After the drowning of a 23-year-old man last week in the Lake Natoma, local first responders are reminding people to stay safe and act responsibly in local waterways.

The California State Parks Division of Boating and Waterways (DBW) and Pacific Gas and Electric Company (PG&E) are warning water enthusiasts not to become complacent because of the drought, and to take serious precautions when in or near water this summer.

DBW officials said water is still flowing and even low reservoirs and lakes still have enough water for recreation. Previously deep hazards may be closer to the surface and can create treacherous conditions for all recreationists including waders, swimmers, paddlers, boaters, anglers and even hikers cooling off at the water’s edge.

“We ask those enjoying the outdoors to be careful near mountain streams, rivers and reservoirs. Water flows can fluctuate so always be prepared for a change in conditions,” said Randy Livingston, vice president of Power Generation for PG&E.

Since conditions change quickly in open water and even the best swimmers can misjudge the water and their skills when boating or swimming, DBW officials said wearing a properly-fitted life jacket can help keep people safe.

El Dorado Hills Fire Department Division Chief/Fire Marshal Michael Lilienthal, said the department received a grant from the Life Jacket Loaner Program sponsored by the U.S. and California Boats and Waterways Association which loans flotation devices to local boaters.

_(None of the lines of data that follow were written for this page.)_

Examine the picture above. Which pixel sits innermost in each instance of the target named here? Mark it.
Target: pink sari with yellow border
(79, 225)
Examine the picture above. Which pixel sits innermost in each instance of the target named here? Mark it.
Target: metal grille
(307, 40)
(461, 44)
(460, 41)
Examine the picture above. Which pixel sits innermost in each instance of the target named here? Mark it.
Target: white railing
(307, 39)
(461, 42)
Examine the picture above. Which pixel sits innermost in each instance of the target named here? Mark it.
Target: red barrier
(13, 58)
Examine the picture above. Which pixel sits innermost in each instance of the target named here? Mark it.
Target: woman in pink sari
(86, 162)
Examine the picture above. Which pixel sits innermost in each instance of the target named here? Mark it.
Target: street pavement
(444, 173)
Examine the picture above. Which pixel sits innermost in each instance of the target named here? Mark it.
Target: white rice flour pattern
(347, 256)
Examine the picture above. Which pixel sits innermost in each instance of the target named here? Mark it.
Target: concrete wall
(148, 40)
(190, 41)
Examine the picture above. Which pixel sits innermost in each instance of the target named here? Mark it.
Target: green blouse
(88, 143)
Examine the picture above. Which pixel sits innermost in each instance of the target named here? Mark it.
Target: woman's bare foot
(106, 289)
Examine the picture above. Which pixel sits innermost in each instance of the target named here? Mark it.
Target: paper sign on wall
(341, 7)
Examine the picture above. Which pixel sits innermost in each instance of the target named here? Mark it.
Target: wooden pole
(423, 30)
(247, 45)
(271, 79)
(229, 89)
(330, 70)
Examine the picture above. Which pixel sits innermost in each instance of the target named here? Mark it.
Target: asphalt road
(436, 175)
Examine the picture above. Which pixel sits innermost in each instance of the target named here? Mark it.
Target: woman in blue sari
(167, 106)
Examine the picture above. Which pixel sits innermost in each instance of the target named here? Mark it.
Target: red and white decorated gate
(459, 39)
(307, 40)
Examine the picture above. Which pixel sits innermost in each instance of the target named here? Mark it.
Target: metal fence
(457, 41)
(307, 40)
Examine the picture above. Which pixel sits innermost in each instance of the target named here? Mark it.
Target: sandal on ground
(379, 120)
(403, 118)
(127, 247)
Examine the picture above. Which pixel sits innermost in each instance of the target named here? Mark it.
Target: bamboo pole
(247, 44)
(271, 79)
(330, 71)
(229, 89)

“The process is simple, (people need to) provide a California driver’s license and the approximate weight of the person needing the life jacket and complete a form,” Lilienthal said. “Jackets can be borrowed for up to three days. While this is the peak season for usage, the program is available year round.”

A life jacket can also provide some thermal protection against the onset of hypothermia and keep a person afloat until someone else can rescue him or her.